AttachProfiler takes effect on the next Run call. DetachProfiler removes the profiler; any subsequent Run executes at full speed and does not modify the already-collected profile.

Viewing profiles

VS Code

  1. Save the .cpuprofile file anywhere on disk.
  2. Ctrl+Shift+P → Developer: Open CPU Profile (or drag the file into the editor).
  3. The Performance panel opens with flame chart, bottom-up table, and call tree.

Chrome DevTools

  1. Open DevTools → Performance tab.
  2. Click the menu → Load profile… → select the .cpuprofile file.

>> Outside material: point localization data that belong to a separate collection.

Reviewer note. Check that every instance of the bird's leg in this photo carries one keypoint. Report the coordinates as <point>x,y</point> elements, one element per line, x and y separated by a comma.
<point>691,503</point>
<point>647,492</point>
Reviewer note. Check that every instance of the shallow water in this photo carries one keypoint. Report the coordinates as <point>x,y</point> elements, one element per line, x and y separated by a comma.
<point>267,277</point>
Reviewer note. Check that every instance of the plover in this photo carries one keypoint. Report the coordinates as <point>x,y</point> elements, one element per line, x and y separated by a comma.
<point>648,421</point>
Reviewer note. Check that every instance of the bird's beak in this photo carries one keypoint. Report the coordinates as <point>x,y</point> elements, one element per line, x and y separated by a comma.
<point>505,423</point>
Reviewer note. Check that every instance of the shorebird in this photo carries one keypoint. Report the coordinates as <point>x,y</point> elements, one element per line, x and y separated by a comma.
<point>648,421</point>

What is and isn't profiled

Call type Profiled
Synchronous script functions
Native C# callbacks (with a name child)
Native C# callbacks (without a name child) ✅ — appear as (native)
Generator function bodies (per .next() resume) ❌ — the iterator-factory call is captured; body execution time is attributed to the microtask infrastructure
Async function bodies ❌ — same reason; await resumes are not individually tracked

Custom IProfiler example — OpenTelemetry spans

using DScript.Profiler;
using OpenTelemetry.Trace;

class OtelProfiler : IProfiler
{
    private readonly Tracer _tracer;
    private readonly Stack<TelemetrySpan> _spans = new();

    public OtelProfiler(Tracer tracer) => _tracer = tracer;

    public void Enter(string functionName, string url, int line, int col)
    {
        var span = _tracer.StartActiveSpan(functionName);
        span.SetAttribute("url",  url ?? "");
        span.SetAttribute("line", line);
        _spans.Push(span);
    }

    public void Leave()
    {
        if (_spans.TryPop(out var span))
            span.End();
    }
}

Combining the profiler with the debugger

The profiler and debugger can be attached simultaneously — they use independent hooks and do not interfere:

engine.AttachDebugger(myDebugger, DebugAction.Continue);
engine.AttachProfiler(myProfiler);
engine.Run(program);
engine.DetachDebugger();
engine.DetachProfiler();

Note that the debugger's single-step pauses inflate wall-clock times considerably. Attach the profiler without the debugger for representative performance measurements.